ECLI:NL:RBDHA:2024:11276
Rechtbank Den Haag
- Voorlopige voorziening
- D.M. Schuiling
- L.J. van der Veen
- Rechtspraak.nl
Afwijzing verzoek voorlopige voorziening asielaanvraag met verwijzing naar verantwoordelijkheidsbeginsel
In de zaak tussen de verzoeker, vertegenwoordigd door mr. H. Meijerink, en de Staatssecretaris van Justitie en Veiligheid, vertegenwoordigd door mr. P. Boelhouwer, heeft de voorzieningenrechter van de Rechtbank Den Haag op 19 juli 2024 uitspraak gedaan. De verzoeker had een aanvraag ingediend voor een verblijfsvergunning asiel voor bepaalde tijd, maar deze aanvraag werd door de Staatssecretaris niet in behandeling genomen. De reden hiervoor was dat Kroatië verantwoordelijk werd geacht voor de behandeling van de asielaanvraag van de verzoeker.

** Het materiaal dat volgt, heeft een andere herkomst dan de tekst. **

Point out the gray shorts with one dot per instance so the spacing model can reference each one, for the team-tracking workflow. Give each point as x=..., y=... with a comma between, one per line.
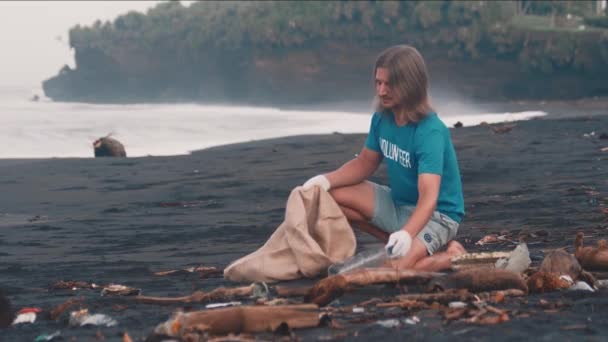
x=390, y=218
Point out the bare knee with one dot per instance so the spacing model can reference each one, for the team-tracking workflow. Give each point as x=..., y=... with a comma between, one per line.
x=359, y=197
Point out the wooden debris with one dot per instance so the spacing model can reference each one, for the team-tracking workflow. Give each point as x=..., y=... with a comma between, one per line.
x=461, y=295
x=404, y=304
x=590, y=258
x=119, y=290
x=219, y=294
x=203, y=271
x=285, y=291
x=72, y=285
x=492, y=238
x=245, y=319
x=61, y=308
x=330, y=288
x=480, y=280
x=483, y=259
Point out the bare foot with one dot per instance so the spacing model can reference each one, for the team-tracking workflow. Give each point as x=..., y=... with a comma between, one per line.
x=454, y=248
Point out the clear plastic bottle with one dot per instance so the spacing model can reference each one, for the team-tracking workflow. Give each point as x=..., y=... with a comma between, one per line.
x=369, y=258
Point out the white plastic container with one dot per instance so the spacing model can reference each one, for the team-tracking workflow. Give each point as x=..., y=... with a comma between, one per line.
x=365, y=259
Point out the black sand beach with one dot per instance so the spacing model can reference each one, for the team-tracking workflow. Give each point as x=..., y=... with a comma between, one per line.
x=120, y=220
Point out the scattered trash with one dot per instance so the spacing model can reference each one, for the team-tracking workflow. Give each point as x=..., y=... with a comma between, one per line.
x=119, y=290
x=6, y=311
x=26, y=315
x=412, y=320
x=581, y=286
x=82, y=318
x=126, y=338
x=203, y=271
x=330, y=288
x=389, y=323
x=591, y=258
x=222, y=305
x=72, y=285
x=221, y=293
x=482, y=259
x=47, y=337
x=369, y=258
x=61, y=308
x=492, y=238
x=241, y=319
x=479, y=280
x=358, y=310
x=457, y=305
x=518, y=261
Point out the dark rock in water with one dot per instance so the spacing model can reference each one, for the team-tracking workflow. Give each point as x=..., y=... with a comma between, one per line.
x=108, y=147
x=6, y=311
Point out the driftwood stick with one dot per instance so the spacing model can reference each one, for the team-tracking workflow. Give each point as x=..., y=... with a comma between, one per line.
x=458, y=295
x=333, y=287
x=244, y=319
x=221, y=293
x=285, y=291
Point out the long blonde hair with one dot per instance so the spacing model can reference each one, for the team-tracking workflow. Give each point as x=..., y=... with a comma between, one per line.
x=408, y=80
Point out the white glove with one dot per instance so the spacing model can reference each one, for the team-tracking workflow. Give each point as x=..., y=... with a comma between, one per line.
x=319, y=180
x=399, y=244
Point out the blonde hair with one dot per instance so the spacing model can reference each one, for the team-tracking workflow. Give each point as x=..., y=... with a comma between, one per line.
x=408, y=80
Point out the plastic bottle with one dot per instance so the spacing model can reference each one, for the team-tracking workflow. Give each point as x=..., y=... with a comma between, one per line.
x=369, y=258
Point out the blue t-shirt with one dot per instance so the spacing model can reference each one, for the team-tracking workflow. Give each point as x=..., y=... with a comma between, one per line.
x=415, y=148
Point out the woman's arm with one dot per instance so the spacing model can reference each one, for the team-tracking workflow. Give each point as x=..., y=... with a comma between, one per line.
x=400, y=241
x=428, y=193
x=356, y=170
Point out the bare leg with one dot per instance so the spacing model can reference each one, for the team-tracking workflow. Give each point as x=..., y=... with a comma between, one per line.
x=357, y=203
x=360, y=222
x=440, y=260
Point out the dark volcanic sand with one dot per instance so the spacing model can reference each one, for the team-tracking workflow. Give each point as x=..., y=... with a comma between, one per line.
x=120, y=220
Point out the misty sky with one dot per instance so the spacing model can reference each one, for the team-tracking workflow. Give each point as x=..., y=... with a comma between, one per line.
x=29, y=32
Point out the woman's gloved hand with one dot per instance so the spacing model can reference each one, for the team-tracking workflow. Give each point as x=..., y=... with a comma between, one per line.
x=319, y=180
x=399, y=243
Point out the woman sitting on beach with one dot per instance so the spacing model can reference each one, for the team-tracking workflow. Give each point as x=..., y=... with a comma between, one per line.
x=424, y=199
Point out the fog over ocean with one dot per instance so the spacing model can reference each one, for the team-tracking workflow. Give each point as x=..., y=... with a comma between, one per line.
x=46, y=129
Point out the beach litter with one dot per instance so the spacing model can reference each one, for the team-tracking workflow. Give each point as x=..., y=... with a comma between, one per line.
x=518, y=261
x=26, y=315
x=48, y=337
x=255, y=290
x=222, y=305
x=119, y=290
x=57, y=311
x=243, y=319
x=591, y=258
x=72, y=285
x=83, y=317
x=203, y=271
x=389, y=323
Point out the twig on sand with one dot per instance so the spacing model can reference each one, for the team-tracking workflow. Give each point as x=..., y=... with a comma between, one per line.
x=459, y=295
x=244, y=319
x=330, y=288
x=221, y=293
x=61, y=308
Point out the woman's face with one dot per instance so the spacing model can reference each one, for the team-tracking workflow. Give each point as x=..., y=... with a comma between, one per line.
x=383, y=88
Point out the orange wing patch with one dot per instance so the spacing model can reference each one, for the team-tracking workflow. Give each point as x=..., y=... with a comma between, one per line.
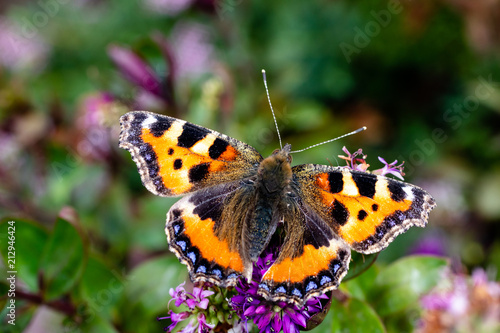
x=316, y=271
x=311, y=262
x=201, y=235
x=175, y=157
x=190, y=231
x=367, y=210
x=181, y=168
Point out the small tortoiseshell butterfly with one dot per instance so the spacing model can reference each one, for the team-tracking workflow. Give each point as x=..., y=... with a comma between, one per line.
x=236, y=199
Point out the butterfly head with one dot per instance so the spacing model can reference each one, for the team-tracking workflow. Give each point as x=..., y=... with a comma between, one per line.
x=275, y=172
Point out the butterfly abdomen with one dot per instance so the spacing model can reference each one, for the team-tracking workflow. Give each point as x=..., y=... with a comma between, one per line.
x=273, y=178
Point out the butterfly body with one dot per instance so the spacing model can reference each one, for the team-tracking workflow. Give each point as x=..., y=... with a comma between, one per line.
x=235, y=201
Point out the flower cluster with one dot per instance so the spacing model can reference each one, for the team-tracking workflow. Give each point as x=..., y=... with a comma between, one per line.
x=201, y=309
x=266, y=315
x=462, y=304
x=357, y=161
x=210, y=308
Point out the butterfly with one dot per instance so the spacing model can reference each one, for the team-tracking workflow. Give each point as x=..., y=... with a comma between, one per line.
x=235, y=201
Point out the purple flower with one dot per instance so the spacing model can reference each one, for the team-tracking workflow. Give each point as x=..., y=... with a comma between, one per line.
x=192, y=49
x=392, y=168
x=135, y=69
x=270, y=316
x=357, y=161
x=175, y=318
x=462, y=303
x=179, y=294
x=430, y=245
x=200, y=298
x=20, y=50
x=203, y=326
x=201, y=317
x=168, y=7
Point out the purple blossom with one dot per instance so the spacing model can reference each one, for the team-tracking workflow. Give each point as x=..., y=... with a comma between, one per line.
x=199, y=317
x=168, y=7
x=175, y=318
x=200, y=298
x=270, y=316
x=462, y=303
x=392, y=168
x=178, y=294
x=20, y=49
x=203, y=326
x=357, y=161
x=430, y=245
x=192, y=49
x=135, y=69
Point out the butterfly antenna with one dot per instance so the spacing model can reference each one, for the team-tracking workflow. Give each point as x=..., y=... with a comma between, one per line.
x=327, y=141
x=272, y=110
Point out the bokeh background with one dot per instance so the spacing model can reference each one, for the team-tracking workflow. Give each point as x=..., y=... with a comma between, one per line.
x=423, y=76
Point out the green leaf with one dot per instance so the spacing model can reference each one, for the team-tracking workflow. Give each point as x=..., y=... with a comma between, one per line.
x=362, y=286
x=97, y=325
x=402, y=283
x=101, y=288
x=354, y=315
x=29, y=240
x=147, y=290
x=359, y=264
x=63, y=259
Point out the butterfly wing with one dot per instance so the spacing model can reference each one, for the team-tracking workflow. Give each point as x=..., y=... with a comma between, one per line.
x=312, y=258
x=175, y=157
x=195, y=232
x=367, y=211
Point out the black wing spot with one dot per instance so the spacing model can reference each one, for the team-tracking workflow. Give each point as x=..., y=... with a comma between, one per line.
x=198, y=172
x=365, y=183
x=336, y=181
x=177, y=164
x=362, y=214
x=160, y=126
x=340, y=213
x=217, y=148
x=190, y=135
x=397, y=192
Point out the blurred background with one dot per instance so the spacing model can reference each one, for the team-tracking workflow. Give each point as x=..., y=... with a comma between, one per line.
x=91, y=251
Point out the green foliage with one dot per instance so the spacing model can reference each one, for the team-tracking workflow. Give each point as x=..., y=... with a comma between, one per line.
x=424, y=84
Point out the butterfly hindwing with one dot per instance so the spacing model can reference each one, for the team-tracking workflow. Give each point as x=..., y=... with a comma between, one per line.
x=312, y=260
x=237, y=204
x=175, y=157
x=192, y=225
x=366, y=210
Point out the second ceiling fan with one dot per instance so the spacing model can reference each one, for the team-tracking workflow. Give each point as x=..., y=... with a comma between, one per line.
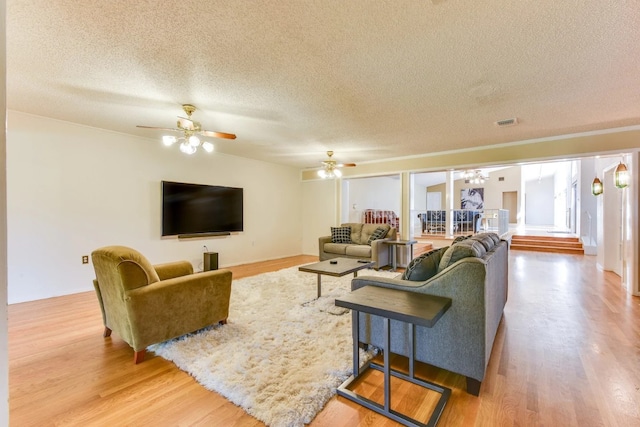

Tegen het besluit van de Staatssecretaris heeft de verzoeker beroep ingesteld en verzocht om een voorlopige voorziening. De voorzieningenrechter heeft het verzoek op 10 juli 2024 behandeld, waarbij de verzoeker aanwezig was met zijn gemachtigde en een tolk. De vertegenwoordiger van de Staatssecretaris was ook aanwezig.
Tijdens de zitting is duidelijk geworden dat er al een uitspraak was gedaan in een andere zaak (NL24.11928) die betrekking had op het beroep van de verzoeker. Aangezien er inmiddels een uitspraak was gedaan, was er geen noodzaak meer voor een voorlopige voorziening. De voorzieningenrechter heeft daarom het verzoek om een voorlopige voorziening afgewezen. Tevens is er geen aanleiding voor een proceskostenveroordeling. De uitspraak is openbaar gemaakt op 19 juli 2024 en er staat geen hoger beroep of verzet open tegen deze uitspraak.